Calling enterCommand from checkCommand means that you are essentially calling enterCommand recursively. In the above output, I needed to enter quit twice, since I only entered a single, invalid command. I suggest that you run your code in a debugger to understand why you get this behavior.
As #OldDogProgrammer wrote in his comment to your question, you should create a Scanner object only once rather than each time method enterCommand executes.
As #MadProgrammer wrote in his comment, a do-while loop may be more appropriate than a plain while loop.
Also, quit is not an invalid command so I think that you need to handle that command in method checkCommand and the handling is that you just ignore the command. Since you are using switch expressions, I couldn't find a way to "ignore" a case so in the below code I simply print an empty string. Alternatively, you could print an appropriate message such as Good bye, for example.
import java.util.Scanner;
public class Main {
private static Scanner usrInput;
static void checkCommand(String command) {
switch (command) {
case "add" -> System.out.println("added");
case "access" -> System.out.println("accessed");
case "compare" -> System.out.println("compared");
case "quit" -> System.out.print("");
default -> {
System.out.println("Invalid command, please try again");
}
}
}
static void enterCommand() {
String input;
do {
System.out.print(">>> ");
input = usrInput.nextLine();
checkCommand(input);
} while (!input.equals("quit"));
}
public static void main(String[] args) {
usrInput = new Scanner(System.in);
enterCommand();
}
}
Here is the output when I ran the above code:
>>> access
accessed
>>> add
added
>>> George
Invalid command, please try again
>>> compare
compared
>>> quit
As you can see, I only need to enter quit once.
You need to understand the recursive mechanism.
When the latest recursive has done, it needs to do the remaining tasks from previous recursive. I added comments into your code to explain:
static void checkCommand(String command){
switch (command) {
// ...
default: {
System.out.println("Invalid command, please try again");
enterCommand(); // recursive is calling here.
}
}
}
static void enterCommand(){
System.out.print(">>> ");
Scanner usrInput = new Scanner(System.in);
String input = usrInput.nextLine(); // time 1: input: test | time 2: input: quit -> done recursive 1.
while (!input.equals("quit")){
checkCommand(input); // time 1: go to default and call recursive, go to input time 2
System.out.print(">>> "); // Do the remaining task from time 1. In case you input time 3: "quit". the program will exit.
input = usrInput.nextLine();
}
}
The more recursives are called, the more remain tasks need to do. In your code, to quit the program, you need to type "quit" (n + 1) times if the recursive is called n times
Solutions: To quit immediately after typing "quit" in the first time, just remove the recursive call.
default: {
System.out.println("Invalid command, please try again");
}
Related
first question:
There is a do while loop, within the do section there is a switch. After selection case 1, some calculations are done, two options can result as shown in the If statement. My problem is code runs until the break; then just goes straight back to the menu loop. My question: how do i get the program to print the output for the user, then continue the menu loop?
Second question:
In case 1 there are two resulting options, the first being a failed response. from here, how do i get the program to loop back to the start of case 1 to ask for user input again? Even back to the main menu would be fine.

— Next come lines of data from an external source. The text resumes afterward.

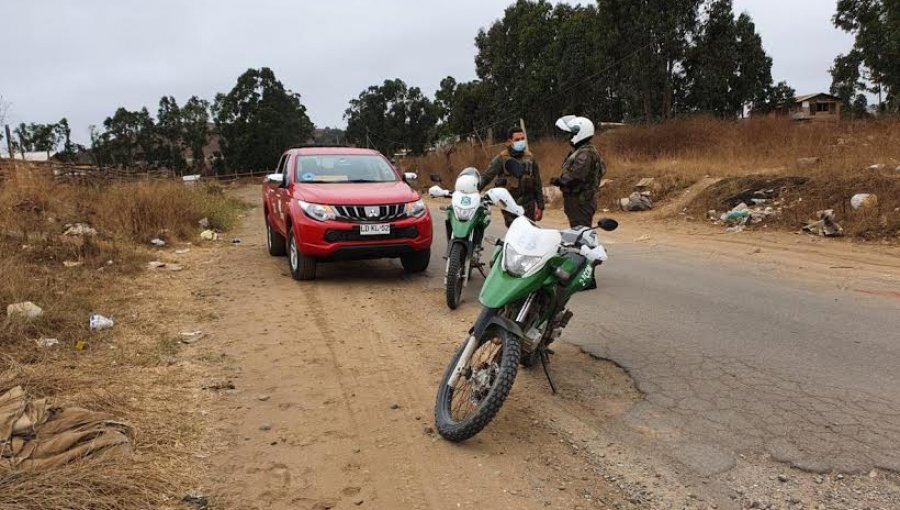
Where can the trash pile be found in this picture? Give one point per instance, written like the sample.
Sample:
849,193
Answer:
640,199
765,205
637,201
824,225
35,436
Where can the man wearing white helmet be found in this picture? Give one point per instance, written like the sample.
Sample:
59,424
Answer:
581,172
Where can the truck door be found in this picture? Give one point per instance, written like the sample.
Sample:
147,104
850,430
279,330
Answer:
280,208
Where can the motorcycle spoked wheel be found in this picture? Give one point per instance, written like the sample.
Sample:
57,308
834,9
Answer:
455,273
482,388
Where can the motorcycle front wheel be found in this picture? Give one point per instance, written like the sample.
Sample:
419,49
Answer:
455,272
482,387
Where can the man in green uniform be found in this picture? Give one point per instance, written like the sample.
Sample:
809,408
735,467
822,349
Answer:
581,172
518,167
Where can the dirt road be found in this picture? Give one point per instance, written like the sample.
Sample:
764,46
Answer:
334,383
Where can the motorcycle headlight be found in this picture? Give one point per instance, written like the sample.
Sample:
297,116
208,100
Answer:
517,264
317,212
464,213
416,209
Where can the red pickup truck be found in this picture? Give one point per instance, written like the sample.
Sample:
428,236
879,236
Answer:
337,203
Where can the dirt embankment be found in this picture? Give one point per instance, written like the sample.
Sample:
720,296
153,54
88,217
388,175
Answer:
824,164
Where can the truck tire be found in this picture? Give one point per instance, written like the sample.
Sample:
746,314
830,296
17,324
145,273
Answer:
417,261
302,266
274,241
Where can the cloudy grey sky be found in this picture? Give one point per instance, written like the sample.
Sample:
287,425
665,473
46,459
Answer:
81,60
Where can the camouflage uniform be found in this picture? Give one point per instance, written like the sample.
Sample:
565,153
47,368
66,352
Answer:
579,182
526,190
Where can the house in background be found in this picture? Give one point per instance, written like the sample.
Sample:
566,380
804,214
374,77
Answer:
818,107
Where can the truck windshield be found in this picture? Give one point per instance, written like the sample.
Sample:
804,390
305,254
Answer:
344,168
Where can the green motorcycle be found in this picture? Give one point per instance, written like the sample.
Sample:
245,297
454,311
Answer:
468,218
532,277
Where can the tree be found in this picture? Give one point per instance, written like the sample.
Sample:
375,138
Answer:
195,121
471,108
391,116
36,137
182,130
726,69
128,138
258,119
777,96
875,56
647,40
516,64
170,135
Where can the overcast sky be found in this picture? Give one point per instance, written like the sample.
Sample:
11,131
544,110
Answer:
82,60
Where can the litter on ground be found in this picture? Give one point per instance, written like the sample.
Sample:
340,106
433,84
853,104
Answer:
36,436
98,322
24,310
824,225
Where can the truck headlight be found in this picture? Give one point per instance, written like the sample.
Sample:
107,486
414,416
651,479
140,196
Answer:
416,209
517,264
317,212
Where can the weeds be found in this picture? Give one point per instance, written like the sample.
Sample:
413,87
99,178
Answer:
123,371
682,152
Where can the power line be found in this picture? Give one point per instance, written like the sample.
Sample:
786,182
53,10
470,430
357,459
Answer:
571,87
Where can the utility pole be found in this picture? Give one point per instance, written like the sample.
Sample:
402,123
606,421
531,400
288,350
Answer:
12,155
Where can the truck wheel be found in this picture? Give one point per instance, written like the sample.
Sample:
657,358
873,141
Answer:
274,241
417,261
302,267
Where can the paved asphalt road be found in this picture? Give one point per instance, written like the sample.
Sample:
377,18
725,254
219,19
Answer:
736,361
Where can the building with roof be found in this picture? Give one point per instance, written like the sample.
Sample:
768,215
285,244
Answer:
818,107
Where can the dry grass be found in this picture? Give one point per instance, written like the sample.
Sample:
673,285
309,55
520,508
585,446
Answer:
126,371
683,152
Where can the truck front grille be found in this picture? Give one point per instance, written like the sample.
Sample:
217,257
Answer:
373,213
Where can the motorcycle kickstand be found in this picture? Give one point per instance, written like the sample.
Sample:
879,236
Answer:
545,362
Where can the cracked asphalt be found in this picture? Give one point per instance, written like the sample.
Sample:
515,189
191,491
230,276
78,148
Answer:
736,361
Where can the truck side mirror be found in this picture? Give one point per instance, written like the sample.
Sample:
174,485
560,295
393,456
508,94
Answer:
608,224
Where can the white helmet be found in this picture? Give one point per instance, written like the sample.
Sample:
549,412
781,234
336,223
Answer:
581,127
468,181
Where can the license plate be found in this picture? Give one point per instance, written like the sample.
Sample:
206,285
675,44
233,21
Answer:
375,229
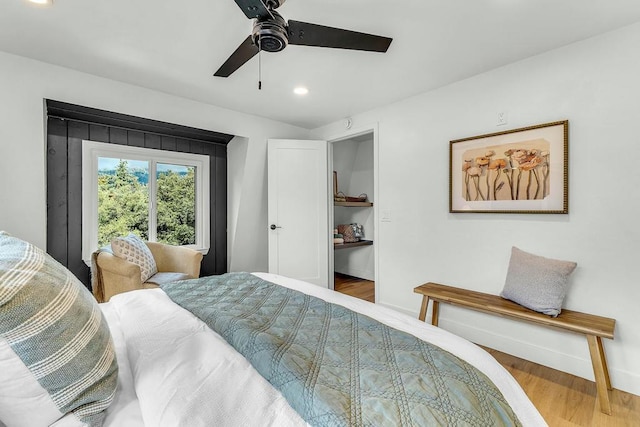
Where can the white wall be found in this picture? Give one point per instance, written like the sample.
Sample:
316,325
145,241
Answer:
595,85
25,83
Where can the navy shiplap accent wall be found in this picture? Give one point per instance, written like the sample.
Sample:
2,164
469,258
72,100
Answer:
68,125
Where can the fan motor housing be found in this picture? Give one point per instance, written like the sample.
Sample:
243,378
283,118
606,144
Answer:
274,4
269,34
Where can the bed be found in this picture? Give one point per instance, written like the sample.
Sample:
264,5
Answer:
173,369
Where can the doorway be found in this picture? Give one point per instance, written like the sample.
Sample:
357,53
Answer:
354,265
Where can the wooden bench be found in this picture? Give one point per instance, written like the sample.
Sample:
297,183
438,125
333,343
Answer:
594,327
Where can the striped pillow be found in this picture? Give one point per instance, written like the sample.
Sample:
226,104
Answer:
56,355
135,250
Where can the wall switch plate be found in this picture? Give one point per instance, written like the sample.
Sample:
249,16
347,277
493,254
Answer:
502,118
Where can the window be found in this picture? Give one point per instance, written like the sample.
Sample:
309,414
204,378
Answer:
161,196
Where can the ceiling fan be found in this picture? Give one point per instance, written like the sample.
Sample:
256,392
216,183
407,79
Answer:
272,33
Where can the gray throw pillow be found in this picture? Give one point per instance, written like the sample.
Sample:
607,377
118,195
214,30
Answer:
537,282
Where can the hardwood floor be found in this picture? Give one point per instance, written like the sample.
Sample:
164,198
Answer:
354,286
562,399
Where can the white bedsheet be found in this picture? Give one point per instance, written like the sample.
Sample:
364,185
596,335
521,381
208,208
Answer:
175,371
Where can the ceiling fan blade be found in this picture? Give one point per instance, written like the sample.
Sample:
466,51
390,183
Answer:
305,34
242,54
254,8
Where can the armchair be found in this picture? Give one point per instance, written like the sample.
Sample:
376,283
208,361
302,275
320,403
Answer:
115,275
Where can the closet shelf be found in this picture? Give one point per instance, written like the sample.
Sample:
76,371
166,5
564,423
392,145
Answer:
354,204
337,246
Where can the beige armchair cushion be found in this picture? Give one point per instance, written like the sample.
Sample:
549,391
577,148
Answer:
115,275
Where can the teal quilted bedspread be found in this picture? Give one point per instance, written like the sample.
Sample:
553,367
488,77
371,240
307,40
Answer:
337,367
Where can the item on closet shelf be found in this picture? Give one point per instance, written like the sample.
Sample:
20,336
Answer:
341,197
351,232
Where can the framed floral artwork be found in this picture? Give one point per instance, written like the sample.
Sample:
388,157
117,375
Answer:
516,171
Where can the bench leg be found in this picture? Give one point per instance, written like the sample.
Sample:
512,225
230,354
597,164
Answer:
601,372
435,312
423,308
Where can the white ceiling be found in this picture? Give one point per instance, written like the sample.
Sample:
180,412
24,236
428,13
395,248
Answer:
175,46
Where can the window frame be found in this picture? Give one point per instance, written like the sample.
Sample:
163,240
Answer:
92,150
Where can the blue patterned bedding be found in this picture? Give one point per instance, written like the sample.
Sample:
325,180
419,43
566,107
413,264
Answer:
337,367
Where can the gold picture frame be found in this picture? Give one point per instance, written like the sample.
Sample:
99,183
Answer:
522,170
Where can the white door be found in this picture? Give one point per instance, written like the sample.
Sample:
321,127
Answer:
298,190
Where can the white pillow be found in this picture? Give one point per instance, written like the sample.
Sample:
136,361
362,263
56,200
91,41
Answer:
57,360
135,250
537,282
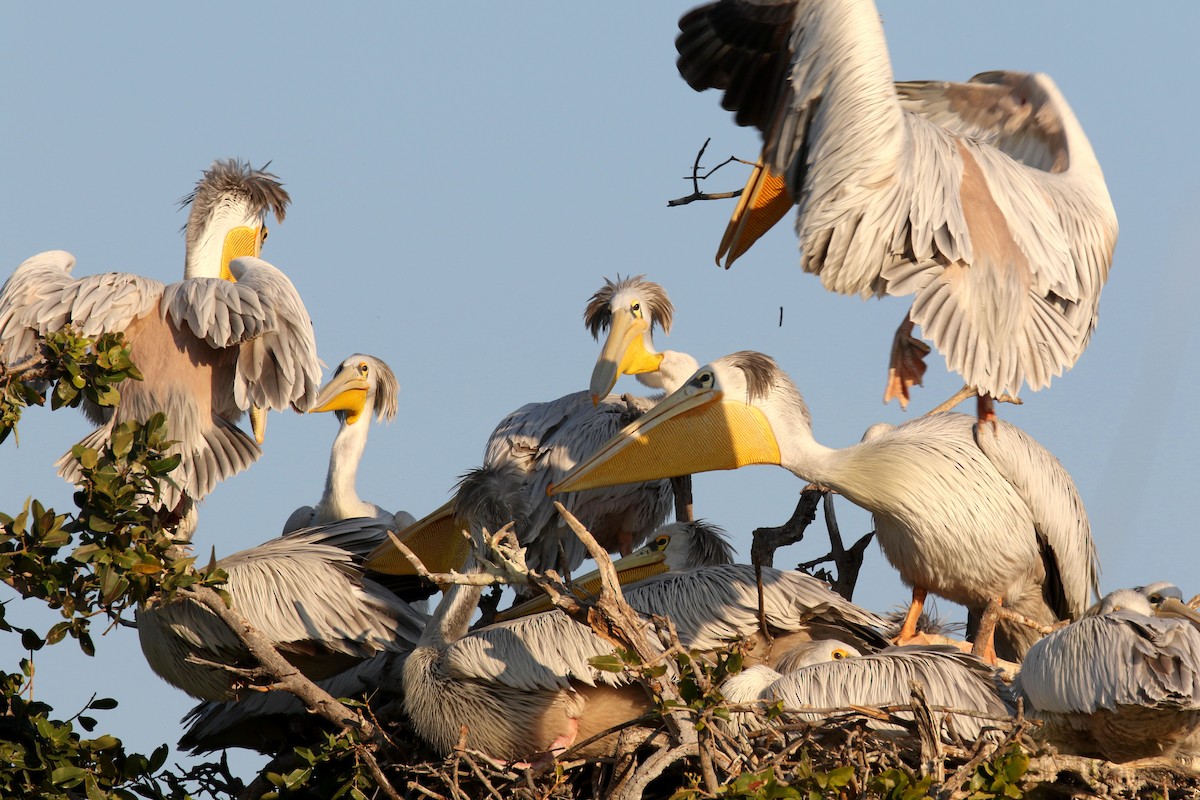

public static void showMenu() {
System.out.print('\u000c');
System.out.println("1 - Compute Change \n");
System.out.println("2 - Estimate Feast \n");
System.out.println("3 - \n");
System.out.println("4 - \n");
System.out.println("5 - I'm broke, get me out of here\n");
System.out.println("Select Option:\n");
}
public StackPost() {
System.out.println("Welcome to the Bank of Winterfell");
Scanner in = new Scanner(System.in);
do {
showMenu();
selection = in.nextInt();
switch (selection) {
case 1:
// get input, compute then decision:
if (something<somethingElse) {
// false response -
} else {
// correct response - system prints out some stuff back to user, back to main
// menu loop
}
break;
case 2:
break;
case 5:
System.out.println("\nEnding Now\n");
System.exit(0);
break;
default:
System.out.println("Instruction is invalid");
}
} while (selection != 5);
}
You could print "Press enter to continue" (or whatever you want to give notice of before locking the program), and add a call to Scanner#nextLine() before your break. This will lock the progression 'till user presses enter.
case 2:
// Some code here...
// Done, now show result and tell user to press any key to continue
System.out.println("Some fancy result from case handle code");
System.out.println("Press enter to continue...");
in.nextLine();
break;
You could add a while-loop that won't let the code continue 'till whatever input is expected in the first case is acceptable.
case 1:
System.out.println("Some handle that tells user to input something, and what is acceptable");
String input = null;
while(!(input = in.nextLine()).equals("something")) {
System.out.println("Wrong input, try again...");
}
// Input is acceptable, now do something with it...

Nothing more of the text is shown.